Expressing a cat over the litter box
Expressing an animal is tricky the first few times, but gets much easier with patience and practice. Mom expresses mimosa twice a day even though she is not incontinent. She has trouble getting in and out of a litter box, so at about the same time each day, mom picks her up & expresses her over the box.
Put your hand just below the ribcage and squeeze, moving down towards the hips. You can usually feel the bladder as a hard roundish lump. The bladder is slippery and can get out of your grasp easily. For months Mimosa knew just when to wiggle to make us lose her bladder.
When the bladder is against the hips - and so doesn't have anywhere to escape to - you can squeeze the urine out.
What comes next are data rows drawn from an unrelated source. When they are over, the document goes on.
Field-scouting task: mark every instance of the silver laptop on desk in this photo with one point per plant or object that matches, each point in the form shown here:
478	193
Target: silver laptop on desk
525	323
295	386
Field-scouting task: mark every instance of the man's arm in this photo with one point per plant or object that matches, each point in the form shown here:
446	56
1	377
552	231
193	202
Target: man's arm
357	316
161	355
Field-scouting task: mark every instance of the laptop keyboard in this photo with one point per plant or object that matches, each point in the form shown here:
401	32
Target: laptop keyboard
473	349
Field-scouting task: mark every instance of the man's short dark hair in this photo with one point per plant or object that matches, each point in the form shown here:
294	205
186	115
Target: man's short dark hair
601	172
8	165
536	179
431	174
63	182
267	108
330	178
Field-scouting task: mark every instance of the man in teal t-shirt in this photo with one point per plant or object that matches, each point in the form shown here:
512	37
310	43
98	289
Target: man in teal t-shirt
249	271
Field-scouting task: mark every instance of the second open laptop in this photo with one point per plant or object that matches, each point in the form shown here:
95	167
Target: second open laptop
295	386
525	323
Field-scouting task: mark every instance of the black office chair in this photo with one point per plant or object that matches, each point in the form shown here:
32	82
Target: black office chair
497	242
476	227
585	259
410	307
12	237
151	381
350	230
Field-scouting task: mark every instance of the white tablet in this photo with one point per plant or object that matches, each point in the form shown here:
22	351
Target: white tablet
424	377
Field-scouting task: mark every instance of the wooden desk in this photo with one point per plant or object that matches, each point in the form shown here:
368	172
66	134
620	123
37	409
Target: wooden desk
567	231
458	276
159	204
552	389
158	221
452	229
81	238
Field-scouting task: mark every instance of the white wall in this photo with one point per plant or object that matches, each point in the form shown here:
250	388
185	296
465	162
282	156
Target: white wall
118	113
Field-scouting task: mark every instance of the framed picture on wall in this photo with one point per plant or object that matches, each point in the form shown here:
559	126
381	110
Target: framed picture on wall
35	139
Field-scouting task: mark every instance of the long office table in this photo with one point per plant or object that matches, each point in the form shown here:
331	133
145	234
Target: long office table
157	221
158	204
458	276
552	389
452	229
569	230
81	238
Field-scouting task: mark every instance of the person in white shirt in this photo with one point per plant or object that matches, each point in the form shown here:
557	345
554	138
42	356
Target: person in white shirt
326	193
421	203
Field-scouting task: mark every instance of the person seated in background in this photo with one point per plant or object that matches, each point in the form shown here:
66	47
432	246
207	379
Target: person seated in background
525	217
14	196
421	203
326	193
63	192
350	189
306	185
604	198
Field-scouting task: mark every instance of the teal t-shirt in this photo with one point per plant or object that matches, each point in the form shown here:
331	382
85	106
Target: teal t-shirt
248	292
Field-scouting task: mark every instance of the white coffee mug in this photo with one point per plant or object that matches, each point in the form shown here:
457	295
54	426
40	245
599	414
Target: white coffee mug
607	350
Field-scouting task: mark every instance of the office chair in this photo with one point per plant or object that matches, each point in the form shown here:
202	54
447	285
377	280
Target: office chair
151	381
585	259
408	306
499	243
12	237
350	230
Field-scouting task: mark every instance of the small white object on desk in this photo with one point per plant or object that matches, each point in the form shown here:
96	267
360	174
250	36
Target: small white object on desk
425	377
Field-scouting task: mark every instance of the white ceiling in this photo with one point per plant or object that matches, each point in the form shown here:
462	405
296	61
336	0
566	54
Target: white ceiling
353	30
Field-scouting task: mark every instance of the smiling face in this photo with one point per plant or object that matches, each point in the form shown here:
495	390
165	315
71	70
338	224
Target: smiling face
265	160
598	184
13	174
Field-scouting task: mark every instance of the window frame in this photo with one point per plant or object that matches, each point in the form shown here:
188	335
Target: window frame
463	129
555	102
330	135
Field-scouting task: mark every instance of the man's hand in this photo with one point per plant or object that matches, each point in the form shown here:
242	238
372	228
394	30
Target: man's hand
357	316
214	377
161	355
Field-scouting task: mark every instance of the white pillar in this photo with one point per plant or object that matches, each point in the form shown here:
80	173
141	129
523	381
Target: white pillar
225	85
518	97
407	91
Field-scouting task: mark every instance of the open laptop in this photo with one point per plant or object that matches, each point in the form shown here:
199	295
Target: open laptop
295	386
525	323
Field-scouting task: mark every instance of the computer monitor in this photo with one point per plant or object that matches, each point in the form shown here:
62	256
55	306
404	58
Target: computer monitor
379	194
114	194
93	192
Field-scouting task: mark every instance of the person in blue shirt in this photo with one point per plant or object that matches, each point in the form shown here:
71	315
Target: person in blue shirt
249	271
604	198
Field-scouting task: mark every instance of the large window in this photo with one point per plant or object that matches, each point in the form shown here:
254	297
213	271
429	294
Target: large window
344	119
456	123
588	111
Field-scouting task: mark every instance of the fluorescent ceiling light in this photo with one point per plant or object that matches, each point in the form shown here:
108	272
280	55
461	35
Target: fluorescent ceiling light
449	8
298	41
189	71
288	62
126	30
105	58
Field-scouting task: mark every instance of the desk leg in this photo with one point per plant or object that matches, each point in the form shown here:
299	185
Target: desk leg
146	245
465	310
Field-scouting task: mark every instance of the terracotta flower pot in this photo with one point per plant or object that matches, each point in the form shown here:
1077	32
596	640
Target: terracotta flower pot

Expressing a cat who won't hold still
I scruff him with my R hand, then I use the L one to find his bladder. I start at his ribs, just in case, but I always find it right between his hips. I then squeeze, readjusting my hand as necessary. I know I'm in the right spot because, frankly, his penis/scrotum start to twitch (sometimes a tiny drop of pee will appear, as well). I've never heard of that sign before, but it may be because he is, at this point, unneutered. Then pee usually rolls out with a lot of force, enough to even reach across the room. To say he squirts like a firehose is NO exaggeration!!
This kitty has balance and coordination problems. (She is also missing her hind leg and tail.) She is easy to hold because she weighs only 5 lbs. Here is a basic hold, supporting her over the litter box before expressing.
Here the bladder is being squeezed with the right hand while she continues to be supported with the left. The bladder has been trapped against the hips.
Notice how far the bladder is being compressed as it empties. (Click photos to enlarge)
Kitties and young cats may protest being expressed
We've been expressing Mimosa for almost three years now, she STILL complains loudly. RRRRROOOOWWWWLLL!!!!!! She no longer thrashes like she used to. Legume complained with growls & scratching, but his bladder was painful. Mimosa's bladder isn't.
(Note: If your cat has bladder control but has difficulty using a standard litter box, see also Litterbox for handicapped pet).
One night I was sitting at the table trying to express Jaime and I was so down. I couldn't feel her bladder and I was too tired to take her to the emergency vet. I started rubbing the thigh of her leg and she peed alittle on my hand. Then, I progressed upward and rubbed her genitals she began peeing more and more. My vet and I were amazed. I used this technique for several months. When I used this technique I would rub her vigorously. I would rub her and then, let her rest and continued off and on for about 10 to 20 minutes. This solution was like a God send until I learned to express her. I couldn't continue this indefinately because she got alot of infections but it got us through until I learned to express her.